Iya, Islam dan muslim nggak se-terkenal itu, sodara-sodara. Sebagai anak yang lahir di keluarga muslim dan tumbuh di negara dengan penduduk mayoritas beragama Islam dan tiap hari bisa mendengar adzan lima kali, saya cukup kaget ternyata tidak sedikit yang tidak tahu bahwa jilbab merupakan salah satu simbol muslimah. Boro-boro dengar adzan, saya beberapa kali tinggal di kota yang nggak punya masjid. Teman-teman saya, kalau nggak non-muslim ya nggak percaya Tuhan. Tiap kali tinggal satu kamar dengan banyak orang, saya  harus selalu bilang, "Hi, I'm a moslem. I need to pray and need some space in our room. It only take about five minutes. I hope you guys don't mind."

Agama dan kepercayaan berada dalam ranah paling pribadi. Urusan 'lakum dinukum waliyadin' diterapkan sekali di sini. Tanpa diminta, semua orang waras sudah pasti akan respek terhadap orang beragama lain (yang nggak respek disebutnya nggak waras). Semua orang pun nggak pernah menuntut untuk dihormati perihal agama yang dianutnya. Saya tidak pernah ada masalah dalam beribadah selama di Australia. Urusan pekerjaan, kuliah, dan jalan-jalan, tidak pernah sekalipun agama dan jilbab menjadi penghalang. Tiap kali pindah kota, saya selalu dapat kerja kurang dari seminggu, lho. Malah ketika Ramadhan, kerap kali teman-teman bertanya khawatir, "Are you sure you're not eat & drink whole day? Are you okay? You'll not be ill? Don't forget to eat a lot at night, you need energy.". Atau ketika kami janjian untuk jalan-jalan dan saya request waktu supaya bisa sholat dulu, mereka dengan senang hati setuju. Tentu saya pun tidak masalah ketika ingin hangout kala weekend dan teman perlu ke gereja dulu. Saat merayakan hari raya pun begitu, kami dengan senang hati berkumpul makan-makan meski apa yang kami yakini berbeda. Percayalah, ketika kamu di negeri orang tanpa keluarga, ada yang mau ikutan kumpul makan-makan saat Lebaran atau Natal nemenin kamu, itu bener-bener bikin bahagia. Hangat, damai, dan kekeluargaan di semua hari raya agama berbeda yang pernah saya ikuti, rasanya sama.

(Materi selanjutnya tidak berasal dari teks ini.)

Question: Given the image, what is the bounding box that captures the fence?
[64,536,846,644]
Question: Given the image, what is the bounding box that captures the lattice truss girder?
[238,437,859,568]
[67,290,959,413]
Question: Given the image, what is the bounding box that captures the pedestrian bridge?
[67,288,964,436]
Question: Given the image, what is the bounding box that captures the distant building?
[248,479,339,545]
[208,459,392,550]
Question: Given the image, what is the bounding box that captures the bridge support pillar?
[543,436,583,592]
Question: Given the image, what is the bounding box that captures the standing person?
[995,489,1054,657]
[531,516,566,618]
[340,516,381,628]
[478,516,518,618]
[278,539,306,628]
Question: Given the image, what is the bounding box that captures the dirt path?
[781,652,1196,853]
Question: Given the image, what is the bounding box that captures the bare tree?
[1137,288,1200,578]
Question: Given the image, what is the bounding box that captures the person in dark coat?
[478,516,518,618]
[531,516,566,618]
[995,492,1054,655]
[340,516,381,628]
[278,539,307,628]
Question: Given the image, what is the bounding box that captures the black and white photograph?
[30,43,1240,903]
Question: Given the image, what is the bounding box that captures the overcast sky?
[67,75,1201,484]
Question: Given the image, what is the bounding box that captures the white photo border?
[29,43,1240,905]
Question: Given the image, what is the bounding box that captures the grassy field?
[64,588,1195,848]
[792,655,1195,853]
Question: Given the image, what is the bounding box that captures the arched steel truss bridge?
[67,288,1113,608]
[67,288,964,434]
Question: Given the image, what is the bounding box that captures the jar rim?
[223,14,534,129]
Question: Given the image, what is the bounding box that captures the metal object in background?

Maka ketika baca berita di Indonesia urusan penistaan agama segitu heboh, saya cuma bisa garuk-garuk jilbab sambil mikir, "Ini seriusan? Kalian sebaper itu? Lebih baper mana sama saya yang tiap kali mau solat dan ngaku muslim langsung ditanya-tanya tentang ISIS?"

Suatu waktu saya ngobrol sama seorang sahabat yang memberi laporan kondisi terkini (saat itu) urusan isu agama di Indonesia. Kira-kira dia bilang gini, "Enak kan tinggal di Aussie. Meski lu minoritas lu nggak merasa terancam. Bule-bule itu mungkin hubungan mereka sama Tuhan nol besar. Tapi kalau urusan hubungan mereka dengan manusia dan lingkungan, kita yang tumbuh di negara mayoritas muslim ini, justru perlu belajar dari mereka.". Satu ajaran Islam prinsipil bagi saya adalah perkara habluminallah dan habluminannas yang keduanya sangat berkolerasi. Maka ketika kamu sehari sudah sholat lima puluh rakaat, tidak perlu lah ditambahkan dengan share berita hoax atau posting status menghujat. 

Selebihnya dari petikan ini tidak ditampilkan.